The aim should be to produce enough vaccines and to combat anti-vaccination sentiment. It is striking that the global shortage of mNRA vaccines, arguably the only worthwhile ones, persists one year after they started to be available. This is a big money issue, with nationalist undercurrents. Why do China and Russia, among others, still not produce mNRA vaccines? Surely, they can develop such vaccines on their own or buy licenses to produce them. Is it face-saving? Is it a question of price? Is it a question of trust, the fear that they will not play by the rules of licensing and become rogue competitors? Suspending royalty payments sounds like a great idea, but it is not that simple. History is not over yet. Research labs have much more work to do, not just for Covid. They will keep innovating only if they have the certainty that they can patent their discoveries. True, the shareholders of Pfizer and Moderna have been ripping huge profits, but this is matter to be tackled by their tax authorities. Anyway, the costs of vaccines are just a portion of the total costs of vaccination campaigns, probably not the key obstacle. After all, the poor countries seem to spend quite a bit of money on weaponry.
That low vaccination rates mostly occur in relatively poor countries suggests an easy and cheap solution. Imagine that each sub-Sahara African citizen is offered $100 if she accepts to be vaccinated. The total cost would run up to $ 112 billions, if we count everyone, including children, well-off people, the already vaccinated people, so the bill stands to be smaller but let us ignore this issue. This amount represents 0.2% of developed countries’ GDP. A new wave, possibly the consequence of a new variant, stands to reduce their GDP by at least 1% of GDP. Spending a fraction of that in order to achieve global herd immunity looks like a very good deal, and it would be a good deed too.

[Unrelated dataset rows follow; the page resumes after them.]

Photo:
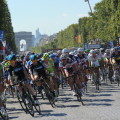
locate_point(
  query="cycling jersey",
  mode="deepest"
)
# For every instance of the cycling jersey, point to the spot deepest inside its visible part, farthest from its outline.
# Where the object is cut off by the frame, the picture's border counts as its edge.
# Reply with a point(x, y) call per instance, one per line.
point(94, 61)
point(49, 66)
point(18, 70)
point(116, 57)
point(106, 56)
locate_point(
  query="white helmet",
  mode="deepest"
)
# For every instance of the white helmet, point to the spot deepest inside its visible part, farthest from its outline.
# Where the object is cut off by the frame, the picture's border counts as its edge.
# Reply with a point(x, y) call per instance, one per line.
point(65, 50)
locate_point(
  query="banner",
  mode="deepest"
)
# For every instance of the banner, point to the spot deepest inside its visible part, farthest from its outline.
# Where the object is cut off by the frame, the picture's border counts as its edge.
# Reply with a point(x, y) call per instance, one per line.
point(1, 35)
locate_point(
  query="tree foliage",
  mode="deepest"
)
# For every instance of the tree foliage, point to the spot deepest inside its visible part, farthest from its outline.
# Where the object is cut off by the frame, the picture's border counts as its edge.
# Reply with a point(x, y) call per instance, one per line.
point(103, 23)
point(6, 25)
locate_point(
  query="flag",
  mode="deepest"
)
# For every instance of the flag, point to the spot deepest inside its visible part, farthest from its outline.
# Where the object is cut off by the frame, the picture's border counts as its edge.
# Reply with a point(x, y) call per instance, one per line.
point(1, 35)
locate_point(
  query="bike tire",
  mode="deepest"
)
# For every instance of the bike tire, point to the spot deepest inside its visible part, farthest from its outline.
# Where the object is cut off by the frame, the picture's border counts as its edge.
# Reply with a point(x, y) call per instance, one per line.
point(38, 109)
point(20, 99)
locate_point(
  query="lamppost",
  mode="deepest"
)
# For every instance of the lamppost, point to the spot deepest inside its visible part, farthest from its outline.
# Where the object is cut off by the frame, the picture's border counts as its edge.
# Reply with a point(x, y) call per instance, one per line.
point(91, 13)
point(89, 5)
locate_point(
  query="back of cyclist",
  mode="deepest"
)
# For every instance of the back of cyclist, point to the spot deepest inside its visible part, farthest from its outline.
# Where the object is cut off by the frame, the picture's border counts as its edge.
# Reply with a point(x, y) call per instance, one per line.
point(16, 68)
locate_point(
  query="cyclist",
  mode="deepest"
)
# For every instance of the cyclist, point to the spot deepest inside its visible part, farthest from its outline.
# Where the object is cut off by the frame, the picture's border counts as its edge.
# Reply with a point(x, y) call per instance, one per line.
point(50, 67)
point(94, 62)
point(1, 91)
point(68, 68)
point(18, 69)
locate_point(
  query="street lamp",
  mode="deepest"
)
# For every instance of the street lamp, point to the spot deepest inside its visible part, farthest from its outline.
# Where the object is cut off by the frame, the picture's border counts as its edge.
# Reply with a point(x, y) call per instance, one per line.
point(89, 5)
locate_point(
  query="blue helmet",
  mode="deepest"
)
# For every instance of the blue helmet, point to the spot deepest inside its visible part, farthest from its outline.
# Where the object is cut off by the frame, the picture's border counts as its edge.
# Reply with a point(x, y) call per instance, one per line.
point(11, 57)
point(52, 56)
point(32, 57)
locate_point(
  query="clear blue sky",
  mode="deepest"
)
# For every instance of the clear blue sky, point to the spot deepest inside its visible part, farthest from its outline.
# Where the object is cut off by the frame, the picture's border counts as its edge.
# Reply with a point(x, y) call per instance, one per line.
point(50, 16)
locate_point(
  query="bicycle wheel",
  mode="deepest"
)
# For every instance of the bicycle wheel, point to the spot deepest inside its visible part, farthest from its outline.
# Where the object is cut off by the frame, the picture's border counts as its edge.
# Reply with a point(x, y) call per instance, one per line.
point(21, 101)
point(50, 96)
point(29, 105)
point(4, 117)
point(37, 107)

The better-off countries too are some way from herd immunity. Many of them are inching toward formal or informal mandatory vaccination. Enforcement of the mandate is likely to be tricky and politically contentious. The alternative strategy is to provide non-pecuniary incentives by narrowing the range of activities allowed for the non-vaccinated people. Pecuniary incentives have been tried in some countries but the amounts on offer were too small to deliver sizeable results. Increasing these incentives enough could be costly and opposed by the vaccinated people. If the Omicron variant proves to be even more contagious, but not more lethal, than the Delta variant, a plausible solution is to rely on infections to raise the proportion of inoculated people. In this scenario, the governments would only ‘strongly suggest’ distancing measures and let the epidemic run its course. ICU absorption limits could be reached, though, in which case lockdowns for the unvaccinated could be imposed, as is already the case de facto in some countries.
At the same time, the better-off countries should honestly assess their vaccine needs and transfer excess inventories to countries that need them most. They could keep on ordering new vaccines, including new generation vaccines, for contingencies, but they should realize that the best protection of their citizens currently involves mass vaccination in the less well-off countries. And, please, stop closing down borders.